Now he was on tour with his fifth, All the Lambent Souls, a poetic family saga set in the land of Joyce and narrated by the dead matriarch. There was already talk of the Booker Prize.
“Oh, that guy,” Mireille had snorted, when Sam called to debrief and mentioned William’s name. Mireille sounded like a sexy villainess
from a Judith Krantz novel at the best of times, and now she spoke in almost a growl. “He is a virtuoso like I am a trapeze
artist. You know what he really is? A dilettante. He cannot choose one lane and stick to it. And you know what really gets
under my skin,” Mireille continued. “It is this whole woman thing. This privileged white male, this . . . man, he has to write every book from the female point of view? Come on. He is perceived as so sensitive, so evolved, whereas you know what I think it is? I think it is pure commercialism. He knows, this fucking guy, that ninety-nine percent of fiction readers in this country are women. So what does he do? It is not appropriation, exactly, more like . . . faux sycophancy, this ingratiation, as if he is telling us, I understand you. But really he is just printing money. And another thing,” Mireille added, really on a roll now. “Whenever I read his
books, and okay, so I have read only one of his books, that ridiculous what was it, Aphrodite, no, Medusa, I get the feeling that he does not actually like women. Not that he’s gay, it is more like the writing is . . . how do you say, ersatz, like he has a bouquet in one hand and
a hammer behind his back. Do you know what I really think?” Mireille was winding up for the finale. “I think this Monsieur
Corwyn does not like women at all, that Maman Corwyn was very mean to bébé William, and he now spends his entire adult life trying to win positive female attention. Voilà!”
Mireille laughed merrily.
“Now,” she purred, “enough of my half-ass psychology. Let’s get back to YOU. And your new bestseller Gold Digger. When can I see pages?”
As she watched William now, Sam thought it was entirely possible that Mireille was correct, agents being the savvy scholars
of human nature they were. They had to be, not only to negotiate deals but to manage their writers’ significant neuroses.
It was curious that William was so versatile. Most writers, Sam included, wrote variations on a theme. Sam’s books would always
be about love and trauma, no matter what the context.
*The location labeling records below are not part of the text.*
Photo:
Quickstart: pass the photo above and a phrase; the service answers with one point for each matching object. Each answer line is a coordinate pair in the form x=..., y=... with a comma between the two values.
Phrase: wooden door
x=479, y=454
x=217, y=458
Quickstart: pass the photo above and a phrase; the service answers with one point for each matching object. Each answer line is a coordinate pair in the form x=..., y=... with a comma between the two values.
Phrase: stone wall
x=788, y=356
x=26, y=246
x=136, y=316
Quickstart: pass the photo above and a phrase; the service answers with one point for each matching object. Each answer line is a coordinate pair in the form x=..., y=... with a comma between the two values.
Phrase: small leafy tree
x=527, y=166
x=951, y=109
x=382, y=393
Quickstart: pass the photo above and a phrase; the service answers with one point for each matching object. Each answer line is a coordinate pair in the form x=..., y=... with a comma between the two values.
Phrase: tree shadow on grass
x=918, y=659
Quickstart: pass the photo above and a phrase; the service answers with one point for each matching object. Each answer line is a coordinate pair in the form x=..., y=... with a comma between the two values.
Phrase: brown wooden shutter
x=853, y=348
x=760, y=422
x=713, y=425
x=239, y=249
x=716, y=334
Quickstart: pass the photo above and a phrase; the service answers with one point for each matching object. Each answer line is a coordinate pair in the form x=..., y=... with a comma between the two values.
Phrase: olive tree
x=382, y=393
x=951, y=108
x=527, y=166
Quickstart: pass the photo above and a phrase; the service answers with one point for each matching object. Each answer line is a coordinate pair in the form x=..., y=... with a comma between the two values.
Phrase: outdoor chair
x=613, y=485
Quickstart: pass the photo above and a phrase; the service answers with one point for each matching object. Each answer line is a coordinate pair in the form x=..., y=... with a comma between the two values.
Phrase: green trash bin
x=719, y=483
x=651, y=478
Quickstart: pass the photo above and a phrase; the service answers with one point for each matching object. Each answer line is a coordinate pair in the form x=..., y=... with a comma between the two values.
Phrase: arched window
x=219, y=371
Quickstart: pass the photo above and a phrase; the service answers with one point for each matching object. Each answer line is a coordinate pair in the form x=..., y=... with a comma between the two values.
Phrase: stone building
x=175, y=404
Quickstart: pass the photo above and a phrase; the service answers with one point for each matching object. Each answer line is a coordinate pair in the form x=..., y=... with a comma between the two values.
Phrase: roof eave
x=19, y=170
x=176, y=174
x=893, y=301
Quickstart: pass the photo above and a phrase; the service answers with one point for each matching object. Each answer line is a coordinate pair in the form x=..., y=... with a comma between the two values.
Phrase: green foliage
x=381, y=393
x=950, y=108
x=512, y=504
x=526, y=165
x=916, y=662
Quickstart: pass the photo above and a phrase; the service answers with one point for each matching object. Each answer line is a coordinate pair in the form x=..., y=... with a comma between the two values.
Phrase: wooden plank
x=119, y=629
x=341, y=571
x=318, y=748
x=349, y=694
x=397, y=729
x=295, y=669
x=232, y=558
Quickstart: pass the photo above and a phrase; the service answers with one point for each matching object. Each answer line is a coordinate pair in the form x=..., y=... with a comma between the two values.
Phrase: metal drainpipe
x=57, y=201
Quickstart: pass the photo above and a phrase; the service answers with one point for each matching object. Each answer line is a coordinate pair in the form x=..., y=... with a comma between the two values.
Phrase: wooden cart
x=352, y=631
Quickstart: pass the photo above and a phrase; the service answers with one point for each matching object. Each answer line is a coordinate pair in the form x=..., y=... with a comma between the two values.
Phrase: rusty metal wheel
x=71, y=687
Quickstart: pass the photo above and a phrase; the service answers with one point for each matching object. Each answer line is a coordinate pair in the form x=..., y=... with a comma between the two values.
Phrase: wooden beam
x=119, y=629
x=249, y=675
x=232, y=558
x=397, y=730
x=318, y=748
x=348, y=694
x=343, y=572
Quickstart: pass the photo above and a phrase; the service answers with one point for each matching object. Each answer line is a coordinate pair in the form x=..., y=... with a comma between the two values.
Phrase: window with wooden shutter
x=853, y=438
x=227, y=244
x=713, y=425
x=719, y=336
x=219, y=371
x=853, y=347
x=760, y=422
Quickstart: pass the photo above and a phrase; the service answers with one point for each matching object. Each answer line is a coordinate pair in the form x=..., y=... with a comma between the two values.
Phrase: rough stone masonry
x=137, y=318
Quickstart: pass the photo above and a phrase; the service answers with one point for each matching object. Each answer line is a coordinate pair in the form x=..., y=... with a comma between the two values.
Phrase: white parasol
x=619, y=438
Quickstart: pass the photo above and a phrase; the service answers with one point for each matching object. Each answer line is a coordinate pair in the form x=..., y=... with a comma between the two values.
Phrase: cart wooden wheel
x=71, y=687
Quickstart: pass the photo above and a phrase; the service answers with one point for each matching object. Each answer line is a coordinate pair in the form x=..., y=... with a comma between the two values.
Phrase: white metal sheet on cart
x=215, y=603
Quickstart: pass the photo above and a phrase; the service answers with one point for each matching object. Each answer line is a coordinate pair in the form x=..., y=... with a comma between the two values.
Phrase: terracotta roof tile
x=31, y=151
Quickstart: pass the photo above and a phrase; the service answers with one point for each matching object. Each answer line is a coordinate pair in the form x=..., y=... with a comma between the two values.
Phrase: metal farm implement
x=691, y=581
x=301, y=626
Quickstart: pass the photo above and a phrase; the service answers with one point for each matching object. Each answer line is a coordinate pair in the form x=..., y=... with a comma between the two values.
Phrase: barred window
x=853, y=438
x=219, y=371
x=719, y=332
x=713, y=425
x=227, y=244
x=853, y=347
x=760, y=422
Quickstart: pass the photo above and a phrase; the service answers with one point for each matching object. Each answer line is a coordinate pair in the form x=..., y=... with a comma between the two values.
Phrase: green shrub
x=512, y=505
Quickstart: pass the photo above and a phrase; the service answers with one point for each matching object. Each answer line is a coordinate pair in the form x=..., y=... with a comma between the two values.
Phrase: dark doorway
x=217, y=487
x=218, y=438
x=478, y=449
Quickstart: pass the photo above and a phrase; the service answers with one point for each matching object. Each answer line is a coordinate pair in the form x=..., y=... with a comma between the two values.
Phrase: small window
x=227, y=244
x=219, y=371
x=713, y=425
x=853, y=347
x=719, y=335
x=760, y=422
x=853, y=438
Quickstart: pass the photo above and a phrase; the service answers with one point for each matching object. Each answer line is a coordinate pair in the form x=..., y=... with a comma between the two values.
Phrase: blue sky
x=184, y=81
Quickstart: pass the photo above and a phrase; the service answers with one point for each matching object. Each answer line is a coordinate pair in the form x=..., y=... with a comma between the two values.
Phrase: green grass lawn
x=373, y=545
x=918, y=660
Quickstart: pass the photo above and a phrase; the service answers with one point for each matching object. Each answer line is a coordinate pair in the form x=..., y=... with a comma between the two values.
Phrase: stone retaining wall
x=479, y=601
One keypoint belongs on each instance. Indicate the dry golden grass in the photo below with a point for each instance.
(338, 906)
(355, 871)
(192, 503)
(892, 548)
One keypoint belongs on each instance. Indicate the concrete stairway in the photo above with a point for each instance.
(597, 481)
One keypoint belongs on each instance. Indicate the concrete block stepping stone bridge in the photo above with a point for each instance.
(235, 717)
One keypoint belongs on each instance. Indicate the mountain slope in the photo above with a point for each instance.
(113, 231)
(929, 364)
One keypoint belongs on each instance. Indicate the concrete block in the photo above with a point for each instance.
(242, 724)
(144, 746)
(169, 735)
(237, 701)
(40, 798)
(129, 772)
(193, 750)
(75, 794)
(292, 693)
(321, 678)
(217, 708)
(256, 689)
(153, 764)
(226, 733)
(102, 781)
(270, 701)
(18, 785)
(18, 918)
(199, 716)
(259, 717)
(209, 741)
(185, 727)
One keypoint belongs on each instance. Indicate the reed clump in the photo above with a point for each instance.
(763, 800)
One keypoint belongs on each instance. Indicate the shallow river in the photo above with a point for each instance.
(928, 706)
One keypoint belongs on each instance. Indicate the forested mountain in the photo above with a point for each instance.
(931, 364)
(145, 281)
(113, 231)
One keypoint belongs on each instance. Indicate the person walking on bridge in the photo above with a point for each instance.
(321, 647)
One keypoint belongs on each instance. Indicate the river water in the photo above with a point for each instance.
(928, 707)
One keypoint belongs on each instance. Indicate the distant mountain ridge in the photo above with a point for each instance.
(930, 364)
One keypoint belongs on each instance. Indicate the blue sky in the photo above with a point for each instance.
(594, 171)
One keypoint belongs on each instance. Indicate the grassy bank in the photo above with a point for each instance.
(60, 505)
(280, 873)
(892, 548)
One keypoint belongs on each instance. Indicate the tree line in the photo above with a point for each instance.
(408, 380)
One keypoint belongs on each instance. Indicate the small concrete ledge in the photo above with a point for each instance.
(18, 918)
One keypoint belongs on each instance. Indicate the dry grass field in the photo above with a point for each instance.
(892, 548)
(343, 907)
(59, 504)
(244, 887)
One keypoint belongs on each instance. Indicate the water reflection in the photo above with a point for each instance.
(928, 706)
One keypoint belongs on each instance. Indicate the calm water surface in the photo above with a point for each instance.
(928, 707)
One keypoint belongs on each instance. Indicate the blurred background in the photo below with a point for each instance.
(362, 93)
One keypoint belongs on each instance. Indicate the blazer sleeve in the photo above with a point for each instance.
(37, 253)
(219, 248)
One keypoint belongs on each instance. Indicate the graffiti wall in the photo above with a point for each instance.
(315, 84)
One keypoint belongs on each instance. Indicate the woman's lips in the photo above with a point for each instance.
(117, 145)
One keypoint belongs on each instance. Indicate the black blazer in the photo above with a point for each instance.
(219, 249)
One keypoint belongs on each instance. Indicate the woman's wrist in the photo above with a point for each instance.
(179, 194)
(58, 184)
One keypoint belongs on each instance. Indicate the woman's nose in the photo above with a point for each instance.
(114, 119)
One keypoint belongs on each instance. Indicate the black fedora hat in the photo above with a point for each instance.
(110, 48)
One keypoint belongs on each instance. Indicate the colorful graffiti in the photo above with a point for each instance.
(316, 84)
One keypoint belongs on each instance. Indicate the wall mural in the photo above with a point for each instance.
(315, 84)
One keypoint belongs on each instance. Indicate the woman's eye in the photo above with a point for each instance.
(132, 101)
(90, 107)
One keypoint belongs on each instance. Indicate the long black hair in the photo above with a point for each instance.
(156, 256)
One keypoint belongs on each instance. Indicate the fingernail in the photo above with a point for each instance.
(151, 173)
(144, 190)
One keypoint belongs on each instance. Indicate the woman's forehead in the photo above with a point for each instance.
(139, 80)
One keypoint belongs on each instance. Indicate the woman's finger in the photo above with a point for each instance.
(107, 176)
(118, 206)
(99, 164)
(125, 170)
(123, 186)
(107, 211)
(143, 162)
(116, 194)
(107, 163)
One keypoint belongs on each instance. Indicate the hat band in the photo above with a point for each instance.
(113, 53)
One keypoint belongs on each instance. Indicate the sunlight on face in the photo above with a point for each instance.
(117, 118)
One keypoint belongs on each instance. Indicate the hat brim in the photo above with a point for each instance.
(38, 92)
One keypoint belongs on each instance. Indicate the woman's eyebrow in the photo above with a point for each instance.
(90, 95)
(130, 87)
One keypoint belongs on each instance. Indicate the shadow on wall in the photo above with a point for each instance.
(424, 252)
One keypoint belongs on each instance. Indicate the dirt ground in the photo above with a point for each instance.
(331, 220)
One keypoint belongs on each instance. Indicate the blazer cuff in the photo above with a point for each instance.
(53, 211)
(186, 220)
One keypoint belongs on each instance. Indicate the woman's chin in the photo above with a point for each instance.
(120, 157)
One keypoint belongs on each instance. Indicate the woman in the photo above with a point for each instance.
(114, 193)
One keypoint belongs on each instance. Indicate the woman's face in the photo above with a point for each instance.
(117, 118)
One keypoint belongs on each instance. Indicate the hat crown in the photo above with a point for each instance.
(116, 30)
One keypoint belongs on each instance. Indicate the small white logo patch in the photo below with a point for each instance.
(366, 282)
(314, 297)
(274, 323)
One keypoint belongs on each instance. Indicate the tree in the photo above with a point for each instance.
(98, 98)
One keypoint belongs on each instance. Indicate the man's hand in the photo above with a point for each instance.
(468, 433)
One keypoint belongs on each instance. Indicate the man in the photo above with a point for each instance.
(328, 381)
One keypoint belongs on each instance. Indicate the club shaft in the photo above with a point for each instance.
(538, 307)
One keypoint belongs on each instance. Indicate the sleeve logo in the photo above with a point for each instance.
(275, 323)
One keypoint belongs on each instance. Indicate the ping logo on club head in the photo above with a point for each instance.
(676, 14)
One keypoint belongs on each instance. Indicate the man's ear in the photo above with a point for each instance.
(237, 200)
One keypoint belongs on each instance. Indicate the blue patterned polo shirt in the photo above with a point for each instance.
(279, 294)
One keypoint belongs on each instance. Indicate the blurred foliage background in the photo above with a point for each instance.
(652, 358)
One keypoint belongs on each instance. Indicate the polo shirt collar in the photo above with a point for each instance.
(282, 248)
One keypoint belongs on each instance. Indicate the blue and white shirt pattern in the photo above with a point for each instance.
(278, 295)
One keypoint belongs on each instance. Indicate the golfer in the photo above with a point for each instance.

It was a sort of writer DNA forged by personality and circumstance,
as particular as a thumbprint and as impervious to change.
But this was not true, apparently, of William Corwyn.
Sam wondered if perhaps she was a bit jealous. If she could write something entirely different, would she be as successful
as he was? Would her books feel less stale? Would her readership revitalize? And how did one even do this, changing genres with every novel? Again Sam thought: Who was this guy?
As if he’d caught the question, William glanced at Sam. His brows rose over his horn-rims; his face split in a sunshiny grin.
He mouthed something that looked like It’s you! Heads turned. William inclined toward Sam in a way that was not quite a bow, more a sunflower bend toward the light. Then
he resumed reading.
“Thank you,” he said to room-shaking applause when he wrapped up. “You are so kind.”
Laura, the bookstore owner, stepped over with a mic. “That was absolutely riveting, William. Will you take a few questions?”
William inclined his dark head. “My favorite part.”